Il 29 luglio 1983, esattamente quarant’anni fa, veniva ucciso il giudice Rocco Chinnici. Come poi avvenne anche per Falcone e Borsellino, la mafia per eliminarlo utilizzò chili di tritolo, colpendo in grande, colpendo nel mucchio. Azioni anche dimostrative che in realtà rivelano la pochezza di questa gentaglia, che pur di raggiungere il proprio scopo non bada al valore della vita di vittime inconsapevoli.

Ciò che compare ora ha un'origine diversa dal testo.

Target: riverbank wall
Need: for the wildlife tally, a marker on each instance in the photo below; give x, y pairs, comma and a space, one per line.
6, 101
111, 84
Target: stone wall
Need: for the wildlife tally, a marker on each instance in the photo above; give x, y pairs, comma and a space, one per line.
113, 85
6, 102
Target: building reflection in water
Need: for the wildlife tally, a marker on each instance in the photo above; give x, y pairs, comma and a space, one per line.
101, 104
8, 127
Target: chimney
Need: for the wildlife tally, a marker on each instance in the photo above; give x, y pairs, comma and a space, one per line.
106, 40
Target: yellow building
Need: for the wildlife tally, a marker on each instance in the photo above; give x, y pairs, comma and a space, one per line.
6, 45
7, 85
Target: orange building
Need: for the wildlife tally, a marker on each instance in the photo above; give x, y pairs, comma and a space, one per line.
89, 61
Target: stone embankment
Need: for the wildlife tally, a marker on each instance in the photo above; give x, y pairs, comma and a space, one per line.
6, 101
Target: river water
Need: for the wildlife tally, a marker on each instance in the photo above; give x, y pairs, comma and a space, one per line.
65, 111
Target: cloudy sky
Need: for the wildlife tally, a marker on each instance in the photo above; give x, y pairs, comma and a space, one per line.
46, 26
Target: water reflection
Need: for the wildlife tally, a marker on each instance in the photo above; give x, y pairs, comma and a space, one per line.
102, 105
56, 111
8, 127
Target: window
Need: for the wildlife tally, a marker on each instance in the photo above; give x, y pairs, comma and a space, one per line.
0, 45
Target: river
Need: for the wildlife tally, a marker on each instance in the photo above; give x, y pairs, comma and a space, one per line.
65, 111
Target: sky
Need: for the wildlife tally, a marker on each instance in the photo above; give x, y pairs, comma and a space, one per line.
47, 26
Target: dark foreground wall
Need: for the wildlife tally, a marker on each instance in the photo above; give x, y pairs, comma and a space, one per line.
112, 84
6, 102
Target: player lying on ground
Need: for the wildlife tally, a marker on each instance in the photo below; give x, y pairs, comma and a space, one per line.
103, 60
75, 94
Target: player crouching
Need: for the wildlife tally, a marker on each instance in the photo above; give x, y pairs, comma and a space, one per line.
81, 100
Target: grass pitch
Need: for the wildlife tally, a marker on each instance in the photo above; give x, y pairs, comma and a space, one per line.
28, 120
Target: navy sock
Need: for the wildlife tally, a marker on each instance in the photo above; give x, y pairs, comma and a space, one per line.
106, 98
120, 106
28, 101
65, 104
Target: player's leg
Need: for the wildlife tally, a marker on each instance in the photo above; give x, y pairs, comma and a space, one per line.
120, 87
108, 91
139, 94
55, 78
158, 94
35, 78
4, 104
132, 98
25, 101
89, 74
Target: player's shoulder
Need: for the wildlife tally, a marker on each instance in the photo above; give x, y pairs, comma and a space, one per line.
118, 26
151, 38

Accanto al magistrato furono ritrovati i corpi di due agenti di scorta, il maresciallo dei Carabinieri Mario Trapassi, l’appuntato Salvatore Bartolotta e anche Stefano Li Sacchi, il portiere dello stabile in cui Chinnici viveva. Si salvò solo l’autista, Giovanni Paparcuri, comunque gravemente ferito.
L’idea sopravvissuta alla morte di Rocco Chinnici è l’istituzione di un pool antimafia. Il giudice aveva chiaro che l’isolamento di chi lotta contro la mafia espone all’annientamento, alla vulnerabilità, all’oblio, poiché se ad indagare è una sola persona rimane molto esposta al rischio di attentati e se uccisa, con lei si finisce per seppellire anche la portata delle sue indagini. Un’ idea che si rivelerà fondamentale nella lotta alla criminalità organizzata, come l’intuizione di dover coinvolgere e rendere consapevoli le nuove generazioni “Parlare ai giovani, alla gente, raccontare chi sono e come si arricchiscono i mafiosi (…) fa parte dei doveri di un giudice. Senza una nuova coscienza, noi, da soli, non ce la faremo mai”.